Password management is a huge issue during times like this. Since I am just getting started in my professional career, I’ve been making steps towards preparing myself to find a job after college. Doing this includes trying to apply for internships for some experience in my chosen field. I am a computer science major and so now I’m registering accounts for many recruiter websites like LinkedIn, Glassdoor, and Handshake. Not only that but many fortune 500 companies with software development internships post internships directly on their website in addition to the third-party posting sites. Therefore when applying to internships and registering an account with a username and password with a different character, number, and symbol requirements, it’s easier to use Google’s password save feature. This way Google saves all my passwords for all of my accounts and automatically fills it in for me when I go to sign in to those websites again. In Critical Questions For Big Data by Danah Boyd and Kate Crawford this idea is brought up and its negative consequences. Does the storage of my passwords by Google put my security at risk? For example, if the passwords stored by Google were stolen could there be a way to find which passwords are for my accounts. All my passwords are very similar to each other and based on previous information you could rule out other possibilities based on the websites I have passwords for. Video game accounts, high school login, universities, recruiting websites, and social media are all good criteria to narrow down a search for data on me. What could be worse is if Google stores data of my account, drive, passwords, etc. all together. Then by narrowing down any one of those data sectors, someone could also find access to all my other data associated with my Google account.
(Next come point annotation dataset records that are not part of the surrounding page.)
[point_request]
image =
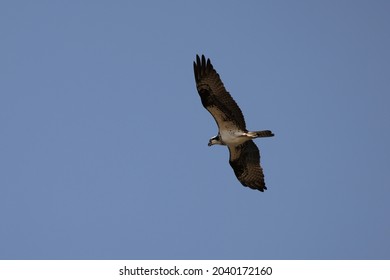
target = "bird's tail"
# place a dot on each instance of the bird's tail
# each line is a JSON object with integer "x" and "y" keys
{"x": 261, "y": 133}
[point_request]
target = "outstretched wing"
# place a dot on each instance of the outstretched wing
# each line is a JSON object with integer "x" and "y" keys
{"x": 245, "y": 161}
{"x": 214, "y": 96}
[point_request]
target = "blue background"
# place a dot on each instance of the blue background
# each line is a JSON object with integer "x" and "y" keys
{"x": 103, "y": 145}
This is a big concern especially for those that have important passwords like for a bank account. Unless it becomes impossible for unwanted individuals to get access to these things, big data will always need to be developed to be protected, or else major ethical injustices could be committed.
Boyd, D., & Crawford, K. (2012). Critical Questions for Big Data: Provocations for a Cultural, Technological, and Scholarly Phenomenon.” Information, Communication & Society.
D'Ignazio, C., & Klein, L. F. (2020) The Numbers Don’t Speak for Themselves. Data Feminism. Cambridge, MA: MIT Press.